Actually I can't really tell if JayDeBeApi is thread safe. I haven't tested it much in that regard. But there shouldn't be any code in JayDeBeApi that should prevent the use of concurrency. I don't know how well JPype (the underlying framework I use to connect to Java classes) works in concurrency scenarios.

Another important aspect is if your JDBC-driver is designed with concurrency in mind. Please check the db JDBC driver documentation for that. Maybe you're better of creating a connection for each thread, with or without a connection pool. But be careful with that: you might have to initialize JPype yourself before invoking JayDeBeApi and then you shouldn't supply the driver_path as you do now. Feel free to ask again if you need help on that.

Maybe I should think about enhancing JayDeBeApi to provide some kind of automatic connection pooling or specific thread support. But I don't really know what is needed. So please report about your success or failure.

Revision history for this message
Luke Miner (lminer) said :
#5

Thanks a ton for the help on this, I'll be sure to report back!

I've used JayDeBeApi with sqlalchemy's connection pool and that seems to work fine. The driver definitely supports concurrency; this project is just a port of a multithreaded Java program.

Looking through the JPype documents, I saw the following. Not sure if this might explain things:

For the most part, python threads based on OS level threads (i.e posix threads), will work without problem. The only thing to remember is to call jpype.attachThreadToJVM() in the thread body to make the JVM usable from that thread. For threads that you do not start yourself, you can call isThreadAttachedToJVM() to check.

http://jpype.sourceforge.net/doc/user-guide/userguide.html#python_threads

How would I go about initializing JPype and invoking JayDeBeApi? Do I need to make this call to jpype.attachThreadToJVM() ?

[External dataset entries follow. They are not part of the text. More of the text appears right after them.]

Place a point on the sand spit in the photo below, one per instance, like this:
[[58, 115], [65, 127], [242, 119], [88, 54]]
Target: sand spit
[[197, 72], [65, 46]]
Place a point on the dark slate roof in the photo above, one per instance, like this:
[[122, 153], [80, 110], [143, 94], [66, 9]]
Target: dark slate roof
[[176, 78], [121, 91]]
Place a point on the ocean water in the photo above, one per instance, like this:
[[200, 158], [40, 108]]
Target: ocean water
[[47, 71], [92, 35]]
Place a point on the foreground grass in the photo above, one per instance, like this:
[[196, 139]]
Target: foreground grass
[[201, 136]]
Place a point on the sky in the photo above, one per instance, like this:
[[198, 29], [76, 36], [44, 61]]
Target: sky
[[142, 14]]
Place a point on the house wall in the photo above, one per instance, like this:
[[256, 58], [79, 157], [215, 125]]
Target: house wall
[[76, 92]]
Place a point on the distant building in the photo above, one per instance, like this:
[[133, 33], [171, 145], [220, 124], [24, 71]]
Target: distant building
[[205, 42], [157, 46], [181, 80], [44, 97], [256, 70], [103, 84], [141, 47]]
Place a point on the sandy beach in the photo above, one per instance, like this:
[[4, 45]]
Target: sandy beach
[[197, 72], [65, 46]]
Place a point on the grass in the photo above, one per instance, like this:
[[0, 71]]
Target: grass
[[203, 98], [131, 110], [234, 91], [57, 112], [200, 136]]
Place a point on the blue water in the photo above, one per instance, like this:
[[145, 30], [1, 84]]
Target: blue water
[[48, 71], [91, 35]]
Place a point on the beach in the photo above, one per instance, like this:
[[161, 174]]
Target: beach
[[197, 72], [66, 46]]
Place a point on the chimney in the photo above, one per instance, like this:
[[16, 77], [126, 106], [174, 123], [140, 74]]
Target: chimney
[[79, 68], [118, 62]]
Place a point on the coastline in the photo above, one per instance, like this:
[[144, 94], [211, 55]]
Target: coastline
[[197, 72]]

Revision history for this message
Bastian (baztian) said :
#6

Thanks for pointer to the JPype threading information. With this the solution should be very simple:
import jpype
def foo(connection, sql, filename):
    try:
        if not jpype.isThreadAttachedToJVM():
            jpype.attachThreadToJVM()
        with open(filename, 'a') as f:
            ...

The rest of code the can stay unchanged. I haven't tested this.

I don't want to require a user of JayDeBeApi having JPype knowledge. So if this works I would favor a JayDeBeApi solution. Either an explicit method like
connection.attach_to_thread() # calls isThreadAttached() and attachThreadTo()
or implicit calls in connect(...) and/or connection.cursor() or even in every method of JayDeBeApi. Don't know if there is a performance impact.

Revision history for this message
Bastian (baztian) said :
#7

I'm curious how you are using sqlalchemy connection pool together with JayDeBeApi. Could you post some more details about that? And just for statistical information: What Database are you using?

Revision history for this message
Luke Miner (lminer) said :
#8

Your code worked perfectly at least on an individual thread! Haven't had a chance to check on multiple threads yet. Will report back.

The database that I'm using is proprietary, created and employed solely by the company I'm working for so not sure how useful it is for stats. In terms of the sqlalchemy code, I just followed the directions on their website: http://docs.sqlalchemy.org/en/rel_0_9/core/pooling.html

Here's an example:

import sqlalchemy.pool as pool
import jaydebeapi

def getconn():
    c = jaydebeapi.connect('com.location.of.driver',['127.0.0.1', username, password], '/path/to/driver/')
    return c

mypool = pool.QueuePool(getconn, max_overflow=10, pool_size=5)

# get a connection
conn = mypool.connect()

# use it
cursor = conn.cursor()
cursor.execute("select foo")

Revision history for this message
Luke Miner (lminer) said :
#9

As an update. I managed to test this with multiple threads and it went off without a hitch.

Revision history for this message
Bastian (baztian) said :
#10

Awesome, thank you!

Revision history for this message
Mart Sillence (martin-luminoussheep) said :
#11

Hi,

I'm hitting the same problem with woosh, it might be how we are connecting. I added the lines:
        if not jpype.isThreadAttachedToJVM():
            jpype.attachThreadToJVM()

to where we get the connection and all is good now, not sure if you want to consider putting this in for all calls to the API?